As far as I know, this procedure may be as efficient as possible, but it seems odd to me that we should need to assess the PDF at n + 1 numbers when, in principle, we should only need to assess the CDF of the binomial distribution at two points to find a p-value.

For that reason, you might hope to replace your loop over n + 1 numbers to one that, for extreme data sets, is more efficient by estimating lower and upper bounds on the count values with lower PDF values than the observed data. For the moment, I’m experimenting with doing this as follows:

load("extras/Rmath.jl")

function binom_p_value(x, n, p)
    lower_bound = floor(n * p - abs(n * p - x))
    upper_bound = ceil(n * p + abs(n * p - x))

    sum(
        filter(
            d -> d <= dbinom(x, n, p),
            map(
                i -> dbinom(i, n, p),
                vcat([:lower_bound], [upper_bound:n]),
            ),
        )
    )
end

binom_p_value(2, 10, 0.8)

Unfortunately, I haven’t yet done the analytic work to demonstrate that these bounds are actually correct. (One of them must be, since one of them is a and the strict monotonicity of the distribution function about n * p guarantees that a must be either a lower or an upper bound for itself.) Of course, if these bounds are sufficiently conservative, they’ll function to save computation without any risk of giving corrupt answers – even if they’re not the tightest possible bounds.

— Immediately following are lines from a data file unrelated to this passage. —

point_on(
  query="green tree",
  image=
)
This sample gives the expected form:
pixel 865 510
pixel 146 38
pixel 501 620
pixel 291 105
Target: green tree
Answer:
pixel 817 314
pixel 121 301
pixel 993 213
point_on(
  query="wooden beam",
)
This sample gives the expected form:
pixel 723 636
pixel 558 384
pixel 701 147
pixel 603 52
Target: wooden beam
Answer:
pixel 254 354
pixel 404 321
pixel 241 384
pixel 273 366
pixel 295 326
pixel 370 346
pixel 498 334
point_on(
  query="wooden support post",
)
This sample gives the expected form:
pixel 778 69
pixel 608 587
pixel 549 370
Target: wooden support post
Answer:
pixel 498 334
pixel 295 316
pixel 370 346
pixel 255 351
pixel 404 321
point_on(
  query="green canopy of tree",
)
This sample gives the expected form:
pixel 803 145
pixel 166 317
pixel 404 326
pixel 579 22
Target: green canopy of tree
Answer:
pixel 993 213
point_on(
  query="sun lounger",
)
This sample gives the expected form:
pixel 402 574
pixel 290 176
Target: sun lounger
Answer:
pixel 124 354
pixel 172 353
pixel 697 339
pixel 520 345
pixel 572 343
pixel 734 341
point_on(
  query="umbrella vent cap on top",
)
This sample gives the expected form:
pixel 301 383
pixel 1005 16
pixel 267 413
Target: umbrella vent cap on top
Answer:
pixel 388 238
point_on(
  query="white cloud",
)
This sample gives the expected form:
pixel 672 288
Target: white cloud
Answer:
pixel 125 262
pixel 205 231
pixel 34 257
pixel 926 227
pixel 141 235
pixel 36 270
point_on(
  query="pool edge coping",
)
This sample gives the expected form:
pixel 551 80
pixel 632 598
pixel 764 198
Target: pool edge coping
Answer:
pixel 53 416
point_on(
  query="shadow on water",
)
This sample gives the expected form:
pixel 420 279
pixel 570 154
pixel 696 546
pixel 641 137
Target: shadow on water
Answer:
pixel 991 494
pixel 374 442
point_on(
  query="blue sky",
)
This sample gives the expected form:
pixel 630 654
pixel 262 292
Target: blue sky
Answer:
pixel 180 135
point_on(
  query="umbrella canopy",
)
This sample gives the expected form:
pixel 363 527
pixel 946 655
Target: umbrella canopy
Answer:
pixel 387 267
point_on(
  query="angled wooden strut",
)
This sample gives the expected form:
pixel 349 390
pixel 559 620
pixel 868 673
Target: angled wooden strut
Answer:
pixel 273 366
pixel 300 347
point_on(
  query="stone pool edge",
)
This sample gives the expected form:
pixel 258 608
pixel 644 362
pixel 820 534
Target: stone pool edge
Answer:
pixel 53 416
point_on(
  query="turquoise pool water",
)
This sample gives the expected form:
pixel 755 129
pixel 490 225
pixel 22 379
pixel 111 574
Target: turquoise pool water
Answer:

Note that, in principle, it should be possible to go further: if you know exact bounds, then the summing and filtering operations are entirely superfluous and we can run:

load("extras/Rmath.jl")

function binom_p_value(x, n, p)
    lower_bound = exact_lower_bound(x, n, p)
    upper_bound = exact_upper_bound(x, n, p)

    pbinom(lower_bound, n, p) + 1 - pbinom(upper_bound - 1, n, p)
end

binom_p_value(2, 10, 0.8)

I don’t know that these exact bounds can be computed exactly without a lot of work, but if they can be, they give a much more efficient implementation of the exact binomial test.

I wrote all of this up because (a) I’d appreciate knowing if the exact bounds can be computed efficiently and (b) I thought it was a very nice example of (1) thinking through the logic of hypothesis testing in detail (including considerations of what extremity really means) and (2) the constant problem that mathematically equivalent definitions suggest algorithms with very different computational costs.